In the second piece on that page, “Pity”, there seems to be an angel of sorts doing two possible things: 1. getting ready to impregnate (physically put a baby into) a dying or lying woman or 2. completing the action of taking a baby from a dying or lying woman. Either way, the woman appears unhappy or regrettable. I feel like this could be representing or reenacting some Greek or Roman mythology.

I believe that the painting on page 116 “Sale of Pictures and Slaves in the Rotunda, New Orleans, 1842” is sending the message that just like pictures, slaves are objects to be bought and sold.

“Publicity is usually explained and justified as a competitive medium which ultimately benefits the public (consumer)” and the most efficient manufactures- and thus the national economy.  It is closely related to certain ideas about freedom: freedom of choice for the purchaser: freedom of enterprise for the manufacturer. The great hoardings and the publicity neons of the cities of capitalism are the immediate visible sign of “The Free World” (131).

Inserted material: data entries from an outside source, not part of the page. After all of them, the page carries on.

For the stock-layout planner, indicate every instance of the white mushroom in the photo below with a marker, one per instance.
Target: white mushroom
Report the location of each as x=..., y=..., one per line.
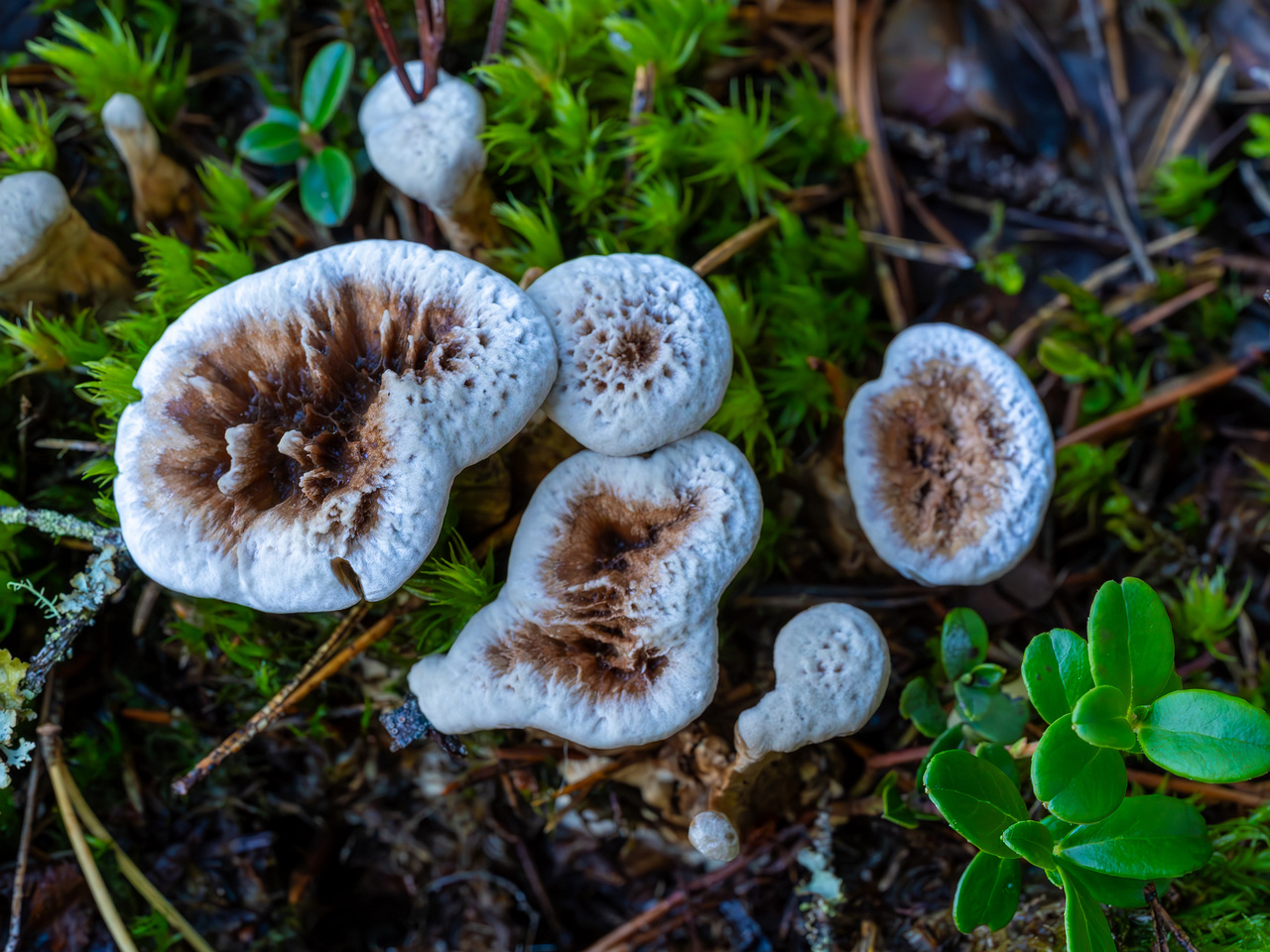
x=951, y=457
x=300, y=428
x=645, y=353
x=48, y=249
x=832, y=665
x=714, y=837
x=163, y=191
x=432, y=153
x=606, y=633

I love the comparison between the glamorous and the bureaucrat: “You are observed with interest but you do not observe with interest- if you do, you will become less enviable. In this respect the envied are like bureaucrats; the more impersonal they are, they greater the illusion (for themselves and for others) of their power. The power of the glamorous resides in their supposed happiness: the power of the bureaucrat is his supposed authority” (133).

“Publicity relies to a very large extent on the language of oil painting, It speaks in the same voice about the same things” (135).

I loved the photo essay on pages 136 and 137 that showed the images or advertisements as a pastiche of paintings.